The multiferroic phase of DyFeO$_{3}$:an ab--initio study

TL;DR

This study uses advanced ab-initio calculations to explore how 4f electrons influence the multiferroic phase of DyFeO₃, revealing the exchange-strictive mechanism behind ferroelectric polarization and the role of Dy-Fe coupling.

Contribution

It demonstrates the stabilizing role of 4f electrons in DyFeO₃'s multiferroic phase and clarifies the hybridization-mediated coupling between Dy and Fe sublattices.

Findings

Ferroelectric polarization driven by exchange-strictive mechanism.

Dy-Fe coupling mediated by Dy-d and O-2p hybridization.

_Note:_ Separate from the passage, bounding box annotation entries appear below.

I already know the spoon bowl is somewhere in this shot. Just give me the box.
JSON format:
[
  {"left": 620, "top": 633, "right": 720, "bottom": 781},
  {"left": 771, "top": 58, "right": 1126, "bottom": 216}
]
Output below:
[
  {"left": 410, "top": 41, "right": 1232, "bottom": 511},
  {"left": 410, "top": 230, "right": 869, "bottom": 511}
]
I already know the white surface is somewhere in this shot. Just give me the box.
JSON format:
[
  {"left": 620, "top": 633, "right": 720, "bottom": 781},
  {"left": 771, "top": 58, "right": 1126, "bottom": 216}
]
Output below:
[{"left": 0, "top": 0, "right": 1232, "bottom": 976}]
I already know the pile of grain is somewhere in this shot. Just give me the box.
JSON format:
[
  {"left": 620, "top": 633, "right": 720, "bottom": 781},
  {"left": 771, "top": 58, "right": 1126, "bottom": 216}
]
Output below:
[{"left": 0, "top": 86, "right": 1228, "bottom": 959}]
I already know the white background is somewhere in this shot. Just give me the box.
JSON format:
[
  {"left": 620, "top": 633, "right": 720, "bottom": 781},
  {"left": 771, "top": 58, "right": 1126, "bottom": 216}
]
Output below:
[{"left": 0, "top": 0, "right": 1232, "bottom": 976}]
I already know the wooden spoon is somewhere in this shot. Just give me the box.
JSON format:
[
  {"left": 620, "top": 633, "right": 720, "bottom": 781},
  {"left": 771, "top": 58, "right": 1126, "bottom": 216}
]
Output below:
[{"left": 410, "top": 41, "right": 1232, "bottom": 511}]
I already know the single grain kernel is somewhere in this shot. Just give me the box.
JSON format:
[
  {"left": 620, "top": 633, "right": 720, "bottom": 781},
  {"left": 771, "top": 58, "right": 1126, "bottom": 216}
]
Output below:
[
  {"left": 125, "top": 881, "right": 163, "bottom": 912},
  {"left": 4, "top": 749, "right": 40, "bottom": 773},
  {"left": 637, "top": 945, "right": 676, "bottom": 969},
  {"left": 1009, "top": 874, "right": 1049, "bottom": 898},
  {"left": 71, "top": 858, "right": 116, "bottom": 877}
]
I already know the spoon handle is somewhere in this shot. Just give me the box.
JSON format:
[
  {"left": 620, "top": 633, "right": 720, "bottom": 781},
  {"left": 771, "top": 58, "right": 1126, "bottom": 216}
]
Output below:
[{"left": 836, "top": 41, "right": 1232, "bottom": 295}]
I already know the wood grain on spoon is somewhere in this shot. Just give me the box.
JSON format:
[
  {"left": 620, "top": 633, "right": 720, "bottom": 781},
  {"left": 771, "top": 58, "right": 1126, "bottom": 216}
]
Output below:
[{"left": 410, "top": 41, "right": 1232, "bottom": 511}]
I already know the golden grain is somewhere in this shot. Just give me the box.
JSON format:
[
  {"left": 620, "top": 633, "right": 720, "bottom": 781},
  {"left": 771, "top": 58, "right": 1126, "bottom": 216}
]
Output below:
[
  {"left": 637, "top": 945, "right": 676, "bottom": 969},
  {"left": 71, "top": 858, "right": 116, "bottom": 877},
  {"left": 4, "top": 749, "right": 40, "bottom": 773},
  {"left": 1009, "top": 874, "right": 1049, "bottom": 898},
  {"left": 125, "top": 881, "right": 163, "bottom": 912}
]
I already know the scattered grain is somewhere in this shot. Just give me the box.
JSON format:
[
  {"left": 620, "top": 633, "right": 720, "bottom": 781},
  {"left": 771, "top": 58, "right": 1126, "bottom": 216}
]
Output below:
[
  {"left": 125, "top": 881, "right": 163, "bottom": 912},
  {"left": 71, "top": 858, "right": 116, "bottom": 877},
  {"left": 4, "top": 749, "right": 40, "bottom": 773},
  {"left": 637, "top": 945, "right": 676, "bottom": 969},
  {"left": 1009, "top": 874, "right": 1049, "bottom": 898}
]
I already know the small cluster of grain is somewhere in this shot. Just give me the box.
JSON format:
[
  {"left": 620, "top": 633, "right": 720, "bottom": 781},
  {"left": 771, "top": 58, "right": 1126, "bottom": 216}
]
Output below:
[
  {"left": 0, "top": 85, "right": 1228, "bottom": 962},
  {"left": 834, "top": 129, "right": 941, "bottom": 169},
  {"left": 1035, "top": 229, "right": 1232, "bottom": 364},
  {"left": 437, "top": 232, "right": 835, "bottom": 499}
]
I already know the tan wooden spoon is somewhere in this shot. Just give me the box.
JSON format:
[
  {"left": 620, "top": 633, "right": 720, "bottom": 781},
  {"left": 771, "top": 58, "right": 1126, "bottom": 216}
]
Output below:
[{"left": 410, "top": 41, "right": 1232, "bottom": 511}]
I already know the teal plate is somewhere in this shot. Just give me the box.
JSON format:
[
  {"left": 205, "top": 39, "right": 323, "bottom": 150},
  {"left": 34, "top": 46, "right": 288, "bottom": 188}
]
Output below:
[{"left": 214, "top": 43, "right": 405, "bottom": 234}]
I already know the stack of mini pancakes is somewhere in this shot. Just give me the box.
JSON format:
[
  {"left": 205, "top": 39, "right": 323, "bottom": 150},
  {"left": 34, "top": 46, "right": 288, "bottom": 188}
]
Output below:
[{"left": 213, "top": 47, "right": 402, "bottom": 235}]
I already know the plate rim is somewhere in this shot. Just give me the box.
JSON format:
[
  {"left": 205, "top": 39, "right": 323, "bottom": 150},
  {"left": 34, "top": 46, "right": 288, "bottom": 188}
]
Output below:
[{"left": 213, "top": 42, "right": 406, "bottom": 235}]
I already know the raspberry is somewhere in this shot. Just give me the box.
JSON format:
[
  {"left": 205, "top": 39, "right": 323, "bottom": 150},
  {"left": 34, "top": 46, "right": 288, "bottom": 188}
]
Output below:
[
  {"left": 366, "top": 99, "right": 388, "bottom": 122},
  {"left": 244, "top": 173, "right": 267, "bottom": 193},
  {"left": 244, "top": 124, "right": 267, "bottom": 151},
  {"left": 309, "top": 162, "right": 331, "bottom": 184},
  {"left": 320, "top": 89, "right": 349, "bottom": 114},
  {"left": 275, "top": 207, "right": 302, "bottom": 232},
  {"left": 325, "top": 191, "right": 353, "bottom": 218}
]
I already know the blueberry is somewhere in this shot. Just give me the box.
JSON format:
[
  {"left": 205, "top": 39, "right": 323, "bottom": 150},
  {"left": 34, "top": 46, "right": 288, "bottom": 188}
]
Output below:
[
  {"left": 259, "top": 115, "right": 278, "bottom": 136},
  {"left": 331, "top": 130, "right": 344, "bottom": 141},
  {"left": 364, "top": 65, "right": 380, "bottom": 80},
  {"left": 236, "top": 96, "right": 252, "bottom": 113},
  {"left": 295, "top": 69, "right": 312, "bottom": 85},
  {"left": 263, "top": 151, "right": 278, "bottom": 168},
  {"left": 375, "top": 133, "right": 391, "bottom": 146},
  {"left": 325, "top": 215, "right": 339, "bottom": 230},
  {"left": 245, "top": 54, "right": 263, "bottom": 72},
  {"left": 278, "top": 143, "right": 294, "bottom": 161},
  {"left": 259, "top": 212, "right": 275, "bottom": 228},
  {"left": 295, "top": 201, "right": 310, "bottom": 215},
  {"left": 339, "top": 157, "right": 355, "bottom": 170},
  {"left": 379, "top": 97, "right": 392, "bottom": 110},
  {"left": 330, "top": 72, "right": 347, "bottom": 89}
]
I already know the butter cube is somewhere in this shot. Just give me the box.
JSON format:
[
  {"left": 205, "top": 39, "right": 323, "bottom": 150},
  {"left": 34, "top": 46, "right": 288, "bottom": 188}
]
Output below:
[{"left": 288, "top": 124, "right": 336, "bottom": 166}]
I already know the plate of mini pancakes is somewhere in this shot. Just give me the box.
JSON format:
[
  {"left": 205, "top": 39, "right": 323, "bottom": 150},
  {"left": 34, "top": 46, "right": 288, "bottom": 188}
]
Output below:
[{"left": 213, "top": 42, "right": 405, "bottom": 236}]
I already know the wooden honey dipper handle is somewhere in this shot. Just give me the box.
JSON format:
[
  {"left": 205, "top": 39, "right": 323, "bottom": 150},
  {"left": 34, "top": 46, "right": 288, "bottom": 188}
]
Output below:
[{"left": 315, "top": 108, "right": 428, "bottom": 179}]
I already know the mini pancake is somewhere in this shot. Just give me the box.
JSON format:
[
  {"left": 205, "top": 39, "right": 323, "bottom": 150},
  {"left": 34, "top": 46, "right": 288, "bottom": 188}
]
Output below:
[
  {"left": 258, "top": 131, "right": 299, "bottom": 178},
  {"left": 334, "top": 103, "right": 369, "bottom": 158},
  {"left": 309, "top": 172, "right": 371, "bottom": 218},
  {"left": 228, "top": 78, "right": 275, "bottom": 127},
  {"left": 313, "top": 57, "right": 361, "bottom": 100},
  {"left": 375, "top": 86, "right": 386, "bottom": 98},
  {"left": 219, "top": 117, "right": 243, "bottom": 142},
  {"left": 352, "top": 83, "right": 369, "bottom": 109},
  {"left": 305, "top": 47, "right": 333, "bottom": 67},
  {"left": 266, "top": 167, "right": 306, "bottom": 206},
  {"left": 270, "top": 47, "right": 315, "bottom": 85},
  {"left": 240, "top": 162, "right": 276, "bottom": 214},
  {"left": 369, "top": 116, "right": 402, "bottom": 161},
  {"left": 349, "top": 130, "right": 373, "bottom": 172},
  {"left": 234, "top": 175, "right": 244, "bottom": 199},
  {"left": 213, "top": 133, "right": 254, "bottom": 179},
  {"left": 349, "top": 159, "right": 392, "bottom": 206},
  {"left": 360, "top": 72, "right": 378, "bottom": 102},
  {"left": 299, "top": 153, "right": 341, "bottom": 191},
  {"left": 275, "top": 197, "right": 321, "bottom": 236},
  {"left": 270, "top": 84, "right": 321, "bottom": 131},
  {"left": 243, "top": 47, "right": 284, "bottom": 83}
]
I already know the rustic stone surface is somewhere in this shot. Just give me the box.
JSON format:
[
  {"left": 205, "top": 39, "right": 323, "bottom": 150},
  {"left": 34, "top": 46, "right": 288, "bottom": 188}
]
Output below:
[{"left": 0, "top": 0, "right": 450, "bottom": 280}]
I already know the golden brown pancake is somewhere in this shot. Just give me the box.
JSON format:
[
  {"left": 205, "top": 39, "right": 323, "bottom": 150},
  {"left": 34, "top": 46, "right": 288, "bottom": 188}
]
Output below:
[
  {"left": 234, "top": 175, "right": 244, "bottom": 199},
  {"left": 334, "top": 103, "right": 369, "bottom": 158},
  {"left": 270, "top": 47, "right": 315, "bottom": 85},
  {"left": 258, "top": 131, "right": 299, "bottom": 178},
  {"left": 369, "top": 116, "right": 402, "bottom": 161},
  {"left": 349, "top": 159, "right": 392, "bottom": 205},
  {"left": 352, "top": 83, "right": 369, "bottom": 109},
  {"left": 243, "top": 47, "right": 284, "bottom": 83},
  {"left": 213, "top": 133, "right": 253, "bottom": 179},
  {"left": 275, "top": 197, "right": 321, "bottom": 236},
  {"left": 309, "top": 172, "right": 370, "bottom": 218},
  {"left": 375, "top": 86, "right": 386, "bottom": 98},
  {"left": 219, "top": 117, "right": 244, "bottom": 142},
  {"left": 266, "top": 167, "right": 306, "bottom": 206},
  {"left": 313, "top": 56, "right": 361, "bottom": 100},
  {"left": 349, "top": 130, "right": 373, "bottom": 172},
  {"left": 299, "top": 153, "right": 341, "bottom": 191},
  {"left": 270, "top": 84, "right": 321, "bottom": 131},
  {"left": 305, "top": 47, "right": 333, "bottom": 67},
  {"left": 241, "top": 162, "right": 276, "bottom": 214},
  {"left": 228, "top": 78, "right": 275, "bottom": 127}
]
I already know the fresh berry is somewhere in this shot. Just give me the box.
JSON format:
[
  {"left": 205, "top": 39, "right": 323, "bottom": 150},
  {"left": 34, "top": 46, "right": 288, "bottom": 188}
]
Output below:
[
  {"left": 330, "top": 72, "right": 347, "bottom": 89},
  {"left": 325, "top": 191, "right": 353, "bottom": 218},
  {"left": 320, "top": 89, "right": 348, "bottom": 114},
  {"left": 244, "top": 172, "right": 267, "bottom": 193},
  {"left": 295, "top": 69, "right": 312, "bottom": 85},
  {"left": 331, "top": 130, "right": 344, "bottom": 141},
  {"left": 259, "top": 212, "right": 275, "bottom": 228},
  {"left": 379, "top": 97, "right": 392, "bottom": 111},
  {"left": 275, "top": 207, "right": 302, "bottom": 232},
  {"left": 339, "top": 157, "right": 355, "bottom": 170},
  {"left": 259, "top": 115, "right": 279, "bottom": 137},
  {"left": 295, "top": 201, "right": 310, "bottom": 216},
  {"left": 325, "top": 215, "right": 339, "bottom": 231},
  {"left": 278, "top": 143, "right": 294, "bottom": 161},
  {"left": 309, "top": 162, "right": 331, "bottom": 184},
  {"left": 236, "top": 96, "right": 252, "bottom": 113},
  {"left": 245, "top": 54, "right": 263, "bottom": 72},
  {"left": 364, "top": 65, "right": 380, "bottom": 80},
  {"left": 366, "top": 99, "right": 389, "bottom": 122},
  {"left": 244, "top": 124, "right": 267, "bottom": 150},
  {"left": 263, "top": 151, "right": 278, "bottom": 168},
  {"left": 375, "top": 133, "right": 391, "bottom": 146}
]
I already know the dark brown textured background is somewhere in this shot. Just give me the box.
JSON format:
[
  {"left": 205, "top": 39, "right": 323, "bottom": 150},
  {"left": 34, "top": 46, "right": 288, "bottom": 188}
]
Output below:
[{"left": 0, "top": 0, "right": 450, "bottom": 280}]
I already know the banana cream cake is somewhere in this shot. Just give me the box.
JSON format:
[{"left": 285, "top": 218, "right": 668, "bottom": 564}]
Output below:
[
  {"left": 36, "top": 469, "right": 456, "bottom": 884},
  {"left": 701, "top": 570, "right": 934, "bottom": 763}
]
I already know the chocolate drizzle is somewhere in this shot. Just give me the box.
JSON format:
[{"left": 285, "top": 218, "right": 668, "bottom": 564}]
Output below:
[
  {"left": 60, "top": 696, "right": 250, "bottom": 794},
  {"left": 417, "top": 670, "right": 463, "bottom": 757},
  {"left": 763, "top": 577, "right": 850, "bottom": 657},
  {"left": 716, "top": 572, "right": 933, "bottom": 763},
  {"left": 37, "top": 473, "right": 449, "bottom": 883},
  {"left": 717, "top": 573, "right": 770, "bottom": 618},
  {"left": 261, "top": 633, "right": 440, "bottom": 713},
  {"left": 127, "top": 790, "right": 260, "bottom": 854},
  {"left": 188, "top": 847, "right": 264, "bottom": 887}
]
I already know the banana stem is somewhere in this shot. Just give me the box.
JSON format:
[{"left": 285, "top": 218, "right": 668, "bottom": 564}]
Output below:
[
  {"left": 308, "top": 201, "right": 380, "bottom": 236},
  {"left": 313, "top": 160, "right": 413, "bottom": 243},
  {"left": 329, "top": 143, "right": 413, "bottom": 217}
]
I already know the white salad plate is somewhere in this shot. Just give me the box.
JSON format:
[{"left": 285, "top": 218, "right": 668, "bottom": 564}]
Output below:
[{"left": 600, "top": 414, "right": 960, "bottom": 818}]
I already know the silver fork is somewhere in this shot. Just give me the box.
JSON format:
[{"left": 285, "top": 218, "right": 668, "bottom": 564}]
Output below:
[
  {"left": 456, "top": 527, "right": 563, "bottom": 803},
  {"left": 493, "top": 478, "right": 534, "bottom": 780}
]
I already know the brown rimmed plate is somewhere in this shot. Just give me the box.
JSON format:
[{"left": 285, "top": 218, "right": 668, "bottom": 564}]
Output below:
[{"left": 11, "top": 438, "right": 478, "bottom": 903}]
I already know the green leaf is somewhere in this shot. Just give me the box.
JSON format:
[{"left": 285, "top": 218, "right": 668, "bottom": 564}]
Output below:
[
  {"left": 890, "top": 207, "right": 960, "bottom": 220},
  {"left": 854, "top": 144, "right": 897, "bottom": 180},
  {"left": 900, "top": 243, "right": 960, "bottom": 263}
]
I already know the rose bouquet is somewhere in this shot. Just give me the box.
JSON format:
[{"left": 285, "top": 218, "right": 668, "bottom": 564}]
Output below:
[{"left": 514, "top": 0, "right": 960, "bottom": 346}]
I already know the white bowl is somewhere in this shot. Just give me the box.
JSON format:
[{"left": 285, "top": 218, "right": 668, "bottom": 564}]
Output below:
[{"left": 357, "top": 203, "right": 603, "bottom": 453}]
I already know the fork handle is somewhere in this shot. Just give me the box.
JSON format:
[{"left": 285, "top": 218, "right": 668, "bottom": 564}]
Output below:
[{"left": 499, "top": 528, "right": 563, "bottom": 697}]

Results consistent across multiple computational schemes.

Abstract

By performing accurate ab-initio density functional theory calculations, we study the role of $4f$ electrons in stabilizing the magnetic-field-induced ferroelectric state of DyFeO$_{3}$. We confirm that the ferroelectric polarization is driven by an exchange-strictive mechanism, working between adjacent spin-polarized Fe and Dy layers, as suggested by Y. Tokunaga [Phys. Rev. Lett, \textbf{101}, 097205 (2008)]. A careful electronic structure analysis suggests that coupling between Dy and Fe spin sublattices is mediated by Dy-$d$ and O-$2p$ hybridization. Our results are robust with respect to the different computational schemes used for $d$ and $f$ localized states, such as the DFT+$U$ method, the Heyd-Scuseria-Ernzerhof (HSE) hybrid functional and the GW approach. Our findings indicate that the interaction between the $f$ and $d$ sublattice might be used to tailor ferroelectric and magnetic properties of multiferroic compounds.